Maarten Schakel: De nacht dat ik bijna voor Prince draaide

Het Curaçao North Sea Jazz festival is door de jaren heen goed geweest voor tal van sappige anekdotes. Zo af en toe sijpelt er eentje doorheen, over een onverwachtse ontmoeting met grote artiest of een ander smeuïge avontuur.

Op zaterdag 31 augustus 2013 sloot Prince het festival af. Hij was gehaald als vervanger (en wát voor één) van Usher en zijn optreden zal de boeken in gaan als dat met de langste toegift in CNSJ-historie. In plaats van anderhalf uur, stond ‘His Royal Purpleness’ met zijn band maar liefst drie dikke vette muzikale uren op het podium. Prince stond bekend om zijn onvoorspelbaarheid en impulsieve acties. Dat maakte hem naast zijn muzikale genialiteit en zijn charisma natuurlijk nóg interessanter.

Zo ging tijdens het optreden – ik stond op zo’n 10 meter van het podium te genieten – mijn telefoon: de naam Iris Beeren-de Haan verscheen in mijn scherm. Tegenwoordig is ze rechterhand van Jandino Asporaat op het eiland, maar destijds op CNSJ verantwoordelijk om ervoor te zorgen dat het de artiesten aan niets ontbrak. Ik nam op. Het bereik tussen de 15.000 aanwezigen was razend slecht. Het enige dat ik hoorde was “…. Maarten…. ince…. terpart…” Wat zeg je?! “…ince… afterpart…!” Wat, afterparty van Prince? “Ja! …ince… afterparty… draaien! Wacht, waar sta je? Ik kom je naar je toe!”
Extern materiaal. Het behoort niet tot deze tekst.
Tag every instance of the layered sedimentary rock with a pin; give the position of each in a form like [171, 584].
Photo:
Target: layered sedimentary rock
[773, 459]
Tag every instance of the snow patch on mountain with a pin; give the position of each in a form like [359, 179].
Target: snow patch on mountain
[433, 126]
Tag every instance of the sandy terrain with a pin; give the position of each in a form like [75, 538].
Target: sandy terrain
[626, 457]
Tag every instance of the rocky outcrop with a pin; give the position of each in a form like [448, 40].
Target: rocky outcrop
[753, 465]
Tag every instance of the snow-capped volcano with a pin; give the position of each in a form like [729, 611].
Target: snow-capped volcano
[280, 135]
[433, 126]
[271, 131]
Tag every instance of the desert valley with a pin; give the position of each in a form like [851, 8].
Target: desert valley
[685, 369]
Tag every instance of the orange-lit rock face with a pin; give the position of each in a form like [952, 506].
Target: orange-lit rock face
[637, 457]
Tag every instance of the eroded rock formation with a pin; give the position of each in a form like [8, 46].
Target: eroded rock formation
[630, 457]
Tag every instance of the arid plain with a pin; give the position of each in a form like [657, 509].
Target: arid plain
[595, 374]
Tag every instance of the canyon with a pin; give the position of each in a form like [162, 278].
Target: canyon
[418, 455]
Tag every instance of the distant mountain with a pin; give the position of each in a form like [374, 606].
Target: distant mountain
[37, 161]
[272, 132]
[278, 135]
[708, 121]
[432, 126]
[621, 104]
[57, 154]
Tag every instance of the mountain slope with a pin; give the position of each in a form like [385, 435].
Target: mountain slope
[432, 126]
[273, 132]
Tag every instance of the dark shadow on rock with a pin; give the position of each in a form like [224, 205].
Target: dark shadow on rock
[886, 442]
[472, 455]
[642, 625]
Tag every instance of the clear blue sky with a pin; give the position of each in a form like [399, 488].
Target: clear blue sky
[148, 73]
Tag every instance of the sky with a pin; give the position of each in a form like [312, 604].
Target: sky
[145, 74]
Ik kon nog net mijn locatie doorgeven. De verbinding verbrak. Was me nou zojuist gevraagd of ik wilde draaien op het privéfeestje van ’s werelds grootste muzikale superster? Kennelijk had hij tijdens zijn show bedacht dat hij na afloop nog een feestje wilde bouwen met zijn muzikanten in het Marriott, backstage een seintje gegeven, ik vermoed met zijn lage stem gezegd “I want an afterparty”, waarop een groepje mensen als een malle aan de slag ging. En dan uitgerekend mij bellen – een enorme eer en een ‘once in a lifetime’ kans. Dichter bij zo’n icoon zou ik waarschijnlijk nooit meer komen. Mijn hart begon te bonzen. Ik voelde de opwinding in mijn borstkas, begon te bedenken welke apparatuur ik nodig had, waar ik die op ultrakorte termijn vandaan kon halen en welke platen ik kon draaien die de goedkeuring van de meester wel konden wegdragen. Het wachten was op Iris. Telefonisch contact was niet te doen. Dus face-to-face alles doorspreken was de enige mogelijkheid.

Na 10 minuten bonsde mijn hart in mijn keel. Iris was er nog niet, maar het was druk, dus logisch. Na 15 minuten hield ik het niet meer. Nog altijd geen Iris. Telefonisch geen enkel bereik. Zou ze me kunnen vinden? Intussen zag ik Prince en zijn troepen spelen op het podium en ging door mijn hoofd “Straks sta ik oog in oog met jullie een feestje te bouwen”. Na 20 minuten kwam lichte stress. Waar blijft ze? Ik moet dingen gaan regelen. 25 minuten. Het angstzweet begon. Het zal toch niet… Na de 35 langste minuten in mensenheugenis voelde ik eindelijk een verlossende hand op mijn schouder: “Maarten, ik heb je gevonden!” Goddank, daar was ze! En direct met een glimlach van medelijden: “Ja, het heeft zolang geduurd om je te vinden, we hebben nu al iemand anders geregeld.”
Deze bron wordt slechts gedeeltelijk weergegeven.